/swarm-kv

A fault-tolerant RDMA-based disaggregated key-value store with 1-RTT UPDATEs and GETs thanks to the SWARM replication protocol

Primary LanguageC++MIT LicenseMIT

SWARM-KV

SWARM is a wait-free replication protocol for shared data in disaggregated memory that provides 1-RTT reads and writes.

SWARM-KV is an RDMA-based disaggregated key-value store that leverages SWARM to offer 1-RTT GETs and UPDATEs.

Requirements

  • conan package manager

    pip3 install --user "conan>=1.47.0,<2.0"

    make sure to set the default ABI to C++11 with:

    conan profile new default --detect  # Generates default profile detecting GCC and sets old ABI
    conan profile update settings.compiler.libcxx=libstdc++11 default  # Sets libcxx to C++11 ABI
  • cmake v3.9.x

  • clang-format >= v6.0.0

Build

Run from within the root:

./build.py swarm-kv

This will create all conan packages required by swarm-kv, and its executables.
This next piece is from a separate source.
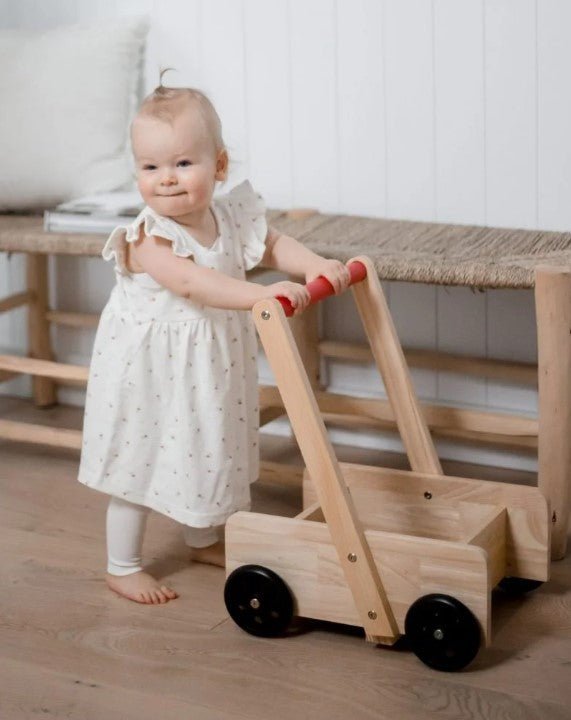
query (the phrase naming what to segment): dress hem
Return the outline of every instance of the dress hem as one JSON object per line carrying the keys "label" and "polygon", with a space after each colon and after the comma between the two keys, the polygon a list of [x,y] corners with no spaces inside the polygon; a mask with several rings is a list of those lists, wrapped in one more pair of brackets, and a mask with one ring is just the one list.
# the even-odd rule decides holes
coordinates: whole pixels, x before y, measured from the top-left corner
{"label": "dress hem", "polygon": [[[81,478],[78,478],[78,481],[82,485],[85,485],[85,487],[88,487],[90,490],[98,490],[99,492],[105,493],[106,495],[111,495],[113,497],[119,498],[119,500],[125,500],[127,502],[134,503],[135,505],[143,505],[144,507],[148,507],[151,510],[160,513],[161,515],[164,515],[165,517],[176,520],[176,522],[179,522],[182,525],[188,525],[189,527],[194,528],[209,528],[215,525],[223,525],[226,523],[226,521],[231,515],[234,515],[234,513],[240,512],[242,510],[250,510],[251,508],[251,500],[248,499],[247,501],[239,504],[236,508],[233,508],[232,510],[227,510],[225,512],[220,512],[217,514],[196,513],[192,511],[181,510],[180,507],[176,506],[166,507],[163,503],[155,502],[152,498],[149,498],[146,495],[137,495],[133,492],[118,493],[110,489],[101,487],[101,485],[90,484],[89,482],[86,482],[84,479]],[[255,482],[255,480],[252,480],[251,483],[252,482]]]}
Note: If gcc is available, it is used as the default compiler. In a system with clang only, then clang becomes the default compiler. In any case, you can check the available compilers/compiler versions by calling ./build.py --help.

Docker

You can manually build the Dockerfile under the root of this repo.

docker build -t dory .

Usage

Refer to SWARM-KV's artifact repository for detailed instructions on how to run the experiments.

Navigating the code

Unfortunately, the algorithms presented in the paper were heavily factorized vs our implementation, so there's no clearly defined place where abstraction X or Y is implemented, but the rough mapping is:

  • In-n-Out and the CAS-based MAX-replacement are located in unreliable_maxreg.hpp.
  • relaxed_maxreg.hpp uses the above and provides the replicated max register abstractions and ensures operations are executed on a majority of servers.
  • oops_data_future.hpp uses the above and provides Safe-Guess' logic.
  • The above components implements state machines where the "step" is the current state in the respective algorithms and RDMA requests are sent by unreliable_maxreg.hpp when transitioning between steps.
  • Timestamp validators are part of the RTryNotifyWriter and WTryRepare steps of oops_data_future.hpp.
  • tspointers.hpp corresponds to metadata buffers that both contain a timestamp and a pointer to the out-of-place data.
  • oops_client.hpp initiates and manages all instances of oops_data_future.hpp.
  • oops_state.hpp stores state and configuration shared between the client and all the underlying futures.
  • layout.hpp contains the system parametters and allow for easy translations from element indices to RDMA-accessible memory locations in clients and servers.
  • latency.hpp allows for efficient percentile latency measurements.
  • main.cpp handles all the arguments, bootstraps the client or server, and generates and executes the workloads on clients.
  • The race subfolder contains a simplified implementation of RACE, a low-latency RDMA-based index.

All the above are contained in the swarm-kv submodule.

The repository also includes the following submodules:

  • fusee: an implementation of the FUSEE KVS
  • conn: provides interfaces to easily create and manage reliable connections over RDMA.
  • ctrl: provides interfaces to manage RDMA devices and control blocks.
  • memory: provides datastructures used by ctrl
  • memstore: provides an interface to access memcached. This module is used by conn to simplify the coordination of clients and servers for the configuration of RDMA connections.
  • special: provides cmd-lines tools
  • extern: provides the ibverbs and memcached external librairies
  • shared: provides various tools used by multiple submodules
  • third-party: provides third-party tools (used by conn)

The dependencies are described in targets.yaml